The Associated Press reported that blasts took place at a market in Gombe as well, where 50 people were killed, and another 75 injured.
Officials are blaming terror group Boko Haram, which has been carrying out shootings and bombings in Nigeria since 2009, and has killed hundreds during this year's Ramadan alone.
The terror group has massacred both Christians and Muslims, targeting all that it deems opposed to its extremist ideology.
Persecution watchdog group Christian Solidarity Worldwide said in a statement:
"Despite its pseudo-religious pronouncements, with every atrocity Boko Haram illustrates it is no more than a death cult that indoctrinates members to kill without conscience, regardless of the creed espoused by its victims."
As for the 10-year-old girl and elderly woman who carried out the suicide blasts in Damaturu, Col.
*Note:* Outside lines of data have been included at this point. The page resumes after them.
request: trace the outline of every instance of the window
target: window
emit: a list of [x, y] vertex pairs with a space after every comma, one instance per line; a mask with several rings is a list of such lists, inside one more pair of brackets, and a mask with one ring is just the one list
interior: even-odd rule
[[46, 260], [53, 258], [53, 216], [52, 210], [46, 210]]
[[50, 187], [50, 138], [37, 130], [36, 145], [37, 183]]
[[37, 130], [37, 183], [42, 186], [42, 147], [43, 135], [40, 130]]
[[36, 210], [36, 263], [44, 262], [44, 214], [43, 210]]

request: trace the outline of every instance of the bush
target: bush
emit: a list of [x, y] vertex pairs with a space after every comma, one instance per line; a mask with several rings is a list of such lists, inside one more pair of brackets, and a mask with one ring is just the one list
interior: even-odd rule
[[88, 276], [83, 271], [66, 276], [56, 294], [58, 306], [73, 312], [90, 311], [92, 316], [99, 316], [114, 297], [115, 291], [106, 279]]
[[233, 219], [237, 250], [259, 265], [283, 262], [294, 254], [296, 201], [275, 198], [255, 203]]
Sani Kukasheka Usman explained that they detonated their devices at screening areas set up by security forces to protect the Muslim prayer sites.
Security forces added: "The Yobe State Governor Ibrahim Geidam and the Chief of Army Staff Major General Tukur Yusuf Buratai have (sympathized) with the victims and the people of the state and urged residents to stay calm and be security conscious at all times."
While Nigerian President Muhammadu Buhari, who took office on May, has said that his administration will lead the charge in driving out the terror group from the country, so far the attacks have only intensified since he took power.
The U.N. has documented on a number of occasions instances where Boko Haram has been found to have used women and girls as suicide bombers.
"Children are not instigating these suicide attacks; they are used intentionally by adults in the most horrific way; they are, first and foremost, victims not perpetrators," UNICEF representative Jean Gough said in May.
Women and children have made up as many as three-quarters of all Boko Haram-led suicide bombings since last year, the U.N. added, with girls between 7 and 17 years old used in at least nine confirmed bombings before Friday's attacks.